A corrupção era outro mal endêmico do país.

A crescente influência econômica e política de seu filho mais novo, Gamal, ligado aos meios empresariais, alimentava as suspeitas sobre planos de uma transmissão “hereditária” do poder na eleição presidencial de setembro de 2011.

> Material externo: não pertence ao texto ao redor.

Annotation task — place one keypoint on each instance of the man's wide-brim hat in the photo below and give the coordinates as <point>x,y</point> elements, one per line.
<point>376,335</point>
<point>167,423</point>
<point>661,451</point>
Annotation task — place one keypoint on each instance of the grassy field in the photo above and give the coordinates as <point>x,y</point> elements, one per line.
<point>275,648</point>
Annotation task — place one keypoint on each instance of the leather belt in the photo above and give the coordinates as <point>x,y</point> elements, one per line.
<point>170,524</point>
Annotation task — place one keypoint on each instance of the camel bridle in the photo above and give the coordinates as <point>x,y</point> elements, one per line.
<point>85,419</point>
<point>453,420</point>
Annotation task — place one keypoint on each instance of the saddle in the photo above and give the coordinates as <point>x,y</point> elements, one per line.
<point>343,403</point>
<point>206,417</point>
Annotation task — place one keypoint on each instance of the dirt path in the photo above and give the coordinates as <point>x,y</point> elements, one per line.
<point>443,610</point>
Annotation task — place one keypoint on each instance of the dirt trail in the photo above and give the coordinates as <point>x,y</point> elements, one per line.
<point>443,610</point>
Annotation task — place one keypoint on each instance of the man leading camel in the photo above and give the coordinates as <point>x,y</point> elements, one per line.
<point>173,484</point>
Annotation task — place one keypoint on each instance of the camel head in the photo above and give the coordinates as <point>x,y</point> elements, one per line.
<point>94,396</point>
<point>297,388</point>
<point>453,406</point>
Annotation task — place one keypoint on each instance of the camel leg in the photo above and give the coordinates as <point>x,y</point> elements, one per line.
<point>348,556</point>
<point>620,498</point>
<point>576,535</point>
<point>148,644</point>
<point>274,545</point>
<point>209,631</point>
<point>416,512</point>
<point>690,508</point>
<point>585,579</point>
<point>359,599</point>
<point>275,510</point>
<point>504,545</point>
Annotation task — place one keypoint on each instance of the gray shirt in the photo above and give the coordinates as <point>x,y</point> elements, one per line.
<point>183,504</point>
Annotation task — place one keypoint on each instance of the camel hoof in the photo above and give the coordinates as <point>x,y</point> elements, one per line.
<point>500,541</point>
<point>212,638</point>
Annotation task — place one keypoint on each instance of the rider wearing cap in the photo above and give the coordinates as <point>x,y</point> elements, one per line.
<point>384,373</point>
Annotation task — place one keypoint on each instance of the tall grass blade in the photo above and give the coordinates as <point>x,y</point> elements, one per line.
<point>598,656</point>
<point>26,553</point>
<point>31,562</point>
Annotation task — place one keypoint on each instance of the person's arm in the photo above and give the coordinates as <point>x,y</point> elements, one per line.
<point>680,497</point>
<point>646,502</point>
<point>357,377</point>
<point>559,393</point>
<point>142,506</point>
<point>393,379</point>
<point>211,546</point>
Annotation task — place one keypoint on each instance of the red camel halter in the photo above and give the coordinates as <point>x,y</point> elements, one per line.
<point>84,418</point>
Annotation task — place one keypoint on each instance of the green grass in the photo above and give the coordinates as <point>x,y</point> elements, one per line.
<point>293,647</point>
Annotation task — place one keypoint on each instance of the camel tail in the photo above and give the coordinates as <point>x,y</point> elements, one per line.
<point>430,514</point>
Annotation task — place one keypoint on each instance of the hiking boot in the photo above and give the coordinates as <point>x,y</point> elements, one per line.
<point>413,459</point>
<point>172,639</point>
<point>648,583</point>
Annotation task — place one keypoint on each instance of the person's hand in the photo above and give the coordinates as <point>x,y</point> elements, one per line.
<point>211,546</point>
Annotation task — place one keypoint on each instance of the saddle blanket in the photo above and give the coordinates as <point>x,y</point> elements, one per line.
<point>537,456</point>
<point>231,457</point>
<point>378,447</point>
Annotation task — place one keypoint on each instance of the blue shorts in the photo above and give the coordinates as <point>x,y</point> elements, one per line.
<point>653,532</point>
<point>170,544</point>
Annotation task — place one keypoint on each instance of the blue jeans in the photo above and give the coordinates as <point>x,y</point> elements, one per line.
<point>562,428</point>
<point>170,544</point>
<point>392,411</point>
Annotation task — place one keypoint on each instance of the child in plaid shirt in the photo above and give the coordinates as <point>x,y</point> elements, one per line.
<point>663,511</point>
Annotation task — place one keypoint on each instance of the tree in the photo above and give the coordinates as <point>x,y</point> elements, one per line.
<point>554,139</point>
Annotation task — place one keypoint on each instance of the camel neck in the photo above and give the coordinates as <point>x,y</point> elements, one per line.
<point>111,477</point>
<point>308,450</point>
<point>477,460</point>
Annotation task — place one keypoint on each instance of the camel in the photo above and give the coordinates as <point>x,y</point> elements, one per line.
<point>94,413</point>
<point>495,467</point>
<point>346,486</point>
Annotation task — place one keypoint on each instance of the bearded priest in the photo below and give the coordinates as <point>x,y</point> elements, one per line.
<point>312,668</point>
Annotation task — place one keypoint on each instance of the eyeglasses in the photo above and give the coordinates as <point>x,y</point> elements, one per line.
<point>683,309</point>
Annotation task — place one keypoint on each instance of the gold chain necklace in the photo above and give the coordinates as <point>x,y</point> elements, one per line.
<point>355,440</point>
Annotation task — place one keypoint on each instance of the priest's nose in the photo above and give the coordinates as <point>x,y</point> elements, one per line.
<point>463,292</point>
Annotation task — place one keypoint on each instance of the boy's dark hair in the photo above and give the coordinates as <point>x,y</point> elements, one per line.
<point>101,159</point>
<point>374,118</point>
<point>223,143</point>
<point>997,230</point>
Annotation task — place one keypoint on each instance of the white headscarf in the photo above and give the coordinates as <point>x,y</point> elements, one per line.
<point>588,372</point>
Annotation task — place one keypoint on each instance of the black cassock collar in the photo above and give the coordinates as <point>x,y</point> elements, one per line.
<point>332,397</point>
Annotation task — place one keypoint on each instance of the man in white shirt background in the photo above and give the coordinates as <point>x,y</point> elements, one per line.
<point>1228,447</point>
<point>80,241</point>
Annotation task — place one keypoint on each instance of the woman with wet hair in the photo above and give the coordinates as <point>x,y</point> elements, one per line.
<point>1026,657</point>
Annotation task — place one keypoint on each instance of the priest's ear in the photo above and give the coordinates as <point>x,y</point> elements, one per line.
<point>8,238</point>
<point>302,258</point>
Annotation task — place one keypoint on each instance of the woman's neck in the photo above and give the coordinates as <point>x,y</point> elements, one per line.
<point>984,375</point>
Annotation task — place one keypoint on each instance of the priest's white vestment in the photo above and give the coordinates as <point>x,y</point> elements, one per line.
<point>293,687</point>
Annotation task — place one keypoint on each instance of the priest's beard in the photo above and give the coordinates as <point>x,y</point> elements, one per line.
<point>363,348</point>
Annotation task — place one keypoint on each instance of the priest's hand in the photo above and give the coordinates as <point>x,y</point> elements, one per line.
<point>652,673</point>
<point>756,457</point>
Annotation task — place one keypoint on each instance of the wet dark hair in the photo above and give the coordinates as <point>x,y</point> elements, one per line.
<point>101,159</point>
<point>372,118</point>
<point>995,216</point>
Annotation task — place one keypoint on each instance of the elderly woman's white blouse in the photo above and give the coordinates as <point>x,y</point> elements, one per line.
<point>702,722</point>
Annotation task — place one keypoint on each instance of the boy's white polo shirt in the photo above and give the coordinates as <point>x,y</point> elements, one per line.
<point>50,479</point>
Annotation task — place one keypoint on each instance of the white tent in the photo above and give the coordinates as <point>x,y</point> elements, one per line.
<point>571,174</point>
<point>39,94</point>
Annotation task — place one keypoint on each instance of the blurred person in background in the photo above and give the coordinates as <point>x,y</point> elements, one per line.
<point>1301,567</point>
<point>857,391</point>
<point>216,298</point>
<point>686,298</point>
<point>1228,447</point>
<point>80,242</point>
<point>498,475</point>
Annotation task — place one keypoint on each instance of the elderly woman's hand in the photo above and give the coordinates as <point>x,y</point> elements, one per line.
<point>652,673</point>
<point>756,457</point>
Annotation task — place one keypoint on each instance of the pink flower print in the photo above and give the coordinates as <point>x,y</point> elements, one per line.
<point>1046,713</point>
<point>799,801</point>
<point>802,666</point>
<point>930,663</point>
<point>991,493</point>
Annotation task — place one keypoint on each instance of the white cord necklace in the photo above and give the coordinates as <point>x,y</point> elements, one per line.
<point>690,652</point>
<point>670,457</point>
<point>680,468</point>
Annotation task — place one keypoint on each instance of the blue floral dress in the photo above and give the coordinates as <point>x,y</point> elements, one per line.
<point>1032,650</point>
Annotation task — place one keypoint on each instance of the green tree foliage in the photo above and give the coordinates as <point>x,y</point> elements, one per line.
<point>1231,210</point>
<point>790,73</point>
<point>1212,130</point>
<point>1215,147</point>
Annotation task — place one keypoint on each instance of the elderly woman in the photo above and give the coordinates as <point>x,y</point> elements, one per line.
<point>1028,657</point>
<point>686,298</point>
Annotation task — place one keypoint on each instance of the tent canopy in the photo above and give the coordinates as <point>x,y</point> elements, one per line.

Durante sua longa carreira, Hosni Mubarak escapou de pelo menos seis tentativas de assassinato. Jamais suspendeu o estado de emergência instaurado quando subiu ao poder.

Atualmente encontra-se internado no hospital militar em estado de detenção. Seu estado de saúde abriu espaço para diferentes versões, em alguns casos contraditórias.

Seu advogado, Farid el-Dib, afirmou que sofria de câncer de estômago. Outras fontes o descreveram como um depressivo incapaz de caminhar. Também afirmou-se que tem problemas cardíacos.

Em março de 2010, já havia sido hospitalizado na Alemanha para uma remoção da vesícula biliar e de um pólipo do duodeno.

Mohamed Hosni Mubarak nasceu no dia 4 de maio de 1929 em uma família da pequena burguesia rural do Delta do Nilo. Subiu dois escalões da hierarquia militar até chegar a comandante em chefe da Força Aérea, e foi nomeado vice-presidente em abril de 1975.

Mubarak é casado com Suzanne Thabet, com quem tem dois filhos, Gamal e Alaa. Ambos também compareceram perante a justiça, mas não foram condenados, após o tribunal considerar que seus crimes prescreveram.